Crinkum-crankum (1670–1896): “No party or dress is complete without a bit of crinkum-crankum, a fun phrase that means elaborate decoration or detail.”

Speaking of esoteric colloquy, various online Shakespearean insult generators offer possibilities for adding to the warm feelings at the holiday table. Try out remarks such as, “Thou churlish malmsey-nosed pumpion,” and, “Thou adulterate milk-livered eunuch.”

Pilgrim and Native American words

If you can’t quite work up the bile to spit “Scaramouch!” in the face of that unenlightened aunt or uncle, esteemed PR Daily Editor Ted Kitterman suggests a kindlier bit of seasonal fun: Pilgrim-related wordplay. The Plimoth Plantation, a recreation of the Pilgrim colony, proposes these variants:

Instead of fireplace, say “hearth”

Instead of cat, say “mouser”

Instead of stew or porridge, say “pottage”

Instead of pants, say “breeches”

Instead of skirt, say “petticoat”

Instead of backward, say “arsy-varsy”

The latter, a derivative of “arse” dating to 1542, indicates that the Pilgrims were saltier than we often credit them with being. They quaffed ale (“The Pilgrims actually stopped at Plymouth Rock because they were running out of beer”), so enjoy your preferred IPA as you shout invective at your elders over the Dallas Cowboys and Detroit Lions games.

The Boston Herald offers a resource for Wampanoag (Algonquin) words now used in English, Kitterman notes.
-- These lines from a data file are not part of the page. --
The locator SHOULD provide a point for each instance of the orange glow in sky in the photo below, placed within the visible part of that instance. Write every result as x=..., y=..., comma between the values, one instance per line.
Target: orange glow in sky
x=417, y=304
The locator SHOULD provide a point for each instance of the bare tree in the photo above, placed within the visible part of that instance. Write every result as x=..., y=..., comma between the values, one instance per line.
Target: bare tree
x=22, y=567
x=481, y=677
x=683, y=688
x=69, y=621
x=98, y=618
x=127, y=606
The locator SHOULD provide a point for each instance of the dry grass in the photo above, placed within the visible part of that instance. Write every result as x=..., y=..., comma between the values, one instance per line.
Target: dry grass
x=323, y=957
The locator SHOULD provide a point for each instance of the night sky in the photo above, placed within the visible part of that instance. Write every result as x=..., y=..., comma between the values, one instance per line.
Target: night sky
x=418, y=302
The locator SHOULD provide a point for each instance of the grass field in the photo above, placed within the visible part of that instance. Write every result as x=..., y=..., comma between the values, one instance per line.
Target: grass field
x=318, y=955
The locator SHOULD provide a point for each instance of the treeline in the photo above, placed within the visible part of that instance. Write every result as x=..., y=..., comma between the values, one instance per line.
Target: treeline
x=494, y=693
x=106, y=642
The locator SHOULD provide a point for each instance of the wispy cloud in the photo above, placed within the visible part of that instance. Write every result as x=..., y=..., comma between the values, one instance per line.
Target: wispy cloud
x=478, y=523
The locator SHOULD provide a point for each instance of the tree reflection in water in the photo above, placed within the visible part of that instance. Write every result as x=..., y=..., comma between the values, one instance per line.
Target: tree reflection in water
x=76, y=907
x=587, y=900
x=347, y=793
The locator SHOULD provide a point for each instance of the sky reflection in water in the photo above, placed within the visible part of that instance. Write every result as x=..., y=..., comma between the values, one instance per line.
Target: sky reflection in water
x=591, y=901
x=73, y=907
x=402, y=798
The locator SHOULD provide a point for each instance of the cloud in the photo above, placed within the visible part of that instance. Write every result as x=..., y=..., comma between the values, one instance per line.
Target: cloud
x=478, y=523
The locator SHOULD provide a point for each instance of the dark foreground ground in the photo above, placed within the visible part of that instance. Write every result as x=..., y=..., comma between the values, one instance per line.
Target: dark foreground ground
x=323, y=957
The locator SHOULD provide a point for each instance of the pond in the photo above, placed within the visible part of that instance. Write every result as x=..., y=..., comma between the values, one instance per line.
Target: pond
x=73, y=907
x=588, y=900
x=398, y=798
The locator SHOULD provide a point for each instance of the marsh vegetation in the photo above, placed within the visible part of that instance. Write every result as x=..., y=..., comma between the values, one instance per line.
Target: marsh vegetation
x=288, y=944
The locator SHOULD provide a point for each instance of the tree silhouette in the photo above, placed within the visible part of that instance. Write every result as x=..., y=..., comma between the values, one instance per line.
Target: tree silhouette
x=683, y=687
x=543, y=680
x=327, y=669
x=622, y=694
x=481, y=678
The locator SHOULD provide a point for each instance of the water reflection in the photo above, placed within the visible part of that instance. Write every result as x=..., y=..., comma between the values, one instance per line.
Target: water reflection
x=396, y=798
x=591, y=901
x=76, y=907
Among them are pumpkin (from pohpukun, “grows forth round”), moccasin (mahkus, “covers the whole foot”) and moose (moos).

Learned Ragan.com Editor Robby Brumberg offers bouffage, which the OED dates to 1682 and calls a rare and obsolete word for “a satisfying meal.” Example: “His Inwards and Flesh remaining could make no Bouffage, but a light bit for the Grave.”

On this grand holiday of gratitude for some, and political pugnacity for others, let us hope none of us needs another rare word Brumberg suggests: vomitorium.